2. Its spontaneity and immediacy. Oral expression is improvised and planned while it is being broadcast, and is not subject to prior review. A written text is constructed in a totally different way, since it can be carefully planned before the receiver accesses its contents.
3. Its instability. There is usually no record of what is spoken, except in the listener's memory (which usually adapts what is heard to his/her own schemes) and in some occasional record. That is why writing is the support of memory, while orality is transmitted by mnemotechnical resources that guarantee a restricted and unstable transcendence. In fact, writing is born because of the difficulty that the retention of large textual segments meant for human memory.
4. Its dependence on the listener. The reader of the written text has a tremendous autonomy with respect to the broadcaster (the author): a text can be written and read with long temporal intervals between both moments. In the case of orality, the presence of the broadcaster and the receiver is necessary in the same act of communication; the contents are constructed as the broadcaster speaks, being even modified (in structure, quality and intention) according to the listener's reactions.
5. Its richness. In the oral expression there are suprasegmental strategies, i.e. elements beyond the language that enrich and complement what the speaker says: acts, gestures, sounds, silences, hesitations... In addition, there is an entire emotional, environmental, psychological, and temporal load, intimately linked to the moment of expression and to those who participate in it. Finally, dialectal and personal peculiarities (age, sex, ideologies, feelings, character) of the speaker and the listener are expressed through orality. All these elements are often lost when written, unless the speech is described in detail.
6. Its dynamism. Oral language changes continuously through group action, responding to the needs of the society and its social, intellectual, spiritual and historical realities.
7. Its formulatiry. Oral speech is based on "formulas" – it is necessary to repeat certain formulas or segments of speech in order to help memory, something that becomes evident in radio and television advertising.

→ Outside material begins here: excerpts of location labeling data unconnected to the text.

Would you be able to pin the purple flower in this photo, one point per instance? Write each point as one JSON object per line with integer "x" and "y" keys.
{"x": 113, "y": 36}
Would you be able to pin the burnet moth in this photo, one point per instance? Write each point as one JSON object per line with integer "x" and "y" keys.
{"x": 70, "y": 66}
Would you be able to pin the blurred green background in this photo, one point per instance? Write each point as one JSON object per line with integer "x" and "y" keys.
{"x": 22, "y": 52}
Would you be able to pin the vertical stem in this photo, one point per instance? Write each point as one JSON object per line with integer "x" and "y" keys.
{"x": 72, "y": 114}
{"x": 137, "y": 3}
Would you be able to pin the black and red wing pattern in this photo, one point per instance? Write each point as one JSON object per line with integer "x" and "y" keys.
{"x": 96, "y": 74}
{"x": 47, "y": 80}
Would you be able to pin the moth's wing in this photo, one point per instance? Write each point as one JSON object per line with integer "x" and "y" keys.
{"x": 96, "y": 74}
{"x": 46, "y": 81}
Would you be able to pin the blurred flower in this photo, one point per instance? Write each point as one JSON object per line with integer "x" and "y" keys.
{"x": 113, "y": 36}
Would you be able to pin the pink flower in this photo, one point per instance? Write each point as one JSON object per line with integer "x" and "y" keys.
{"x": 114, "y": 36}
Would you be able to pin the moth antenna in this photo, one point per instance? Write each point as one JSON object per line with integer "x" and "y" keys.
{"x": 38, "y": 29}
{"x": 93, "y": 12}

Despite the importance of spoken language, writing has always had a more important status. In fact, "prehistory" (with all the connotative values associated with the term) is the period of human evolution in which the tools and skills for writing were not developed yet. Writing may be regarded as an evolutionary step that has led to the socio-economic and political development of many civilizations, and thus, earlier historical periods appear to be "inferior." Oral transmission is thus surrounded by prejudices and ideas like "secondary", "imperfect" and "incomplete". As Halliday (1985: 40) indicates, "we are so surrounded by written language that we can scarcely conceive life without it." In Latin American societies, there are large gaps between those who know the written language, and among those who do not know or know just a little. The latter end up considering their orality as "defective, antigrammatical, deformed, improper and deficient in one way or another" (Kress, 1979: 66).
Through the spoken word we learn much of the practices that make up our daily lives. Thanks to it, as Octavio Paz pointed out in his book "El arco y la lira", we are what we are.
- Halliday, M. (1985). Spoken and written language. Oxford: University Press.
- Kress, G. (1979). "Los valores sociales del habla y la escritura". In Fowler et al. (eds.) Lenguaje y control. Mexico: Fondo de Cultura Económica.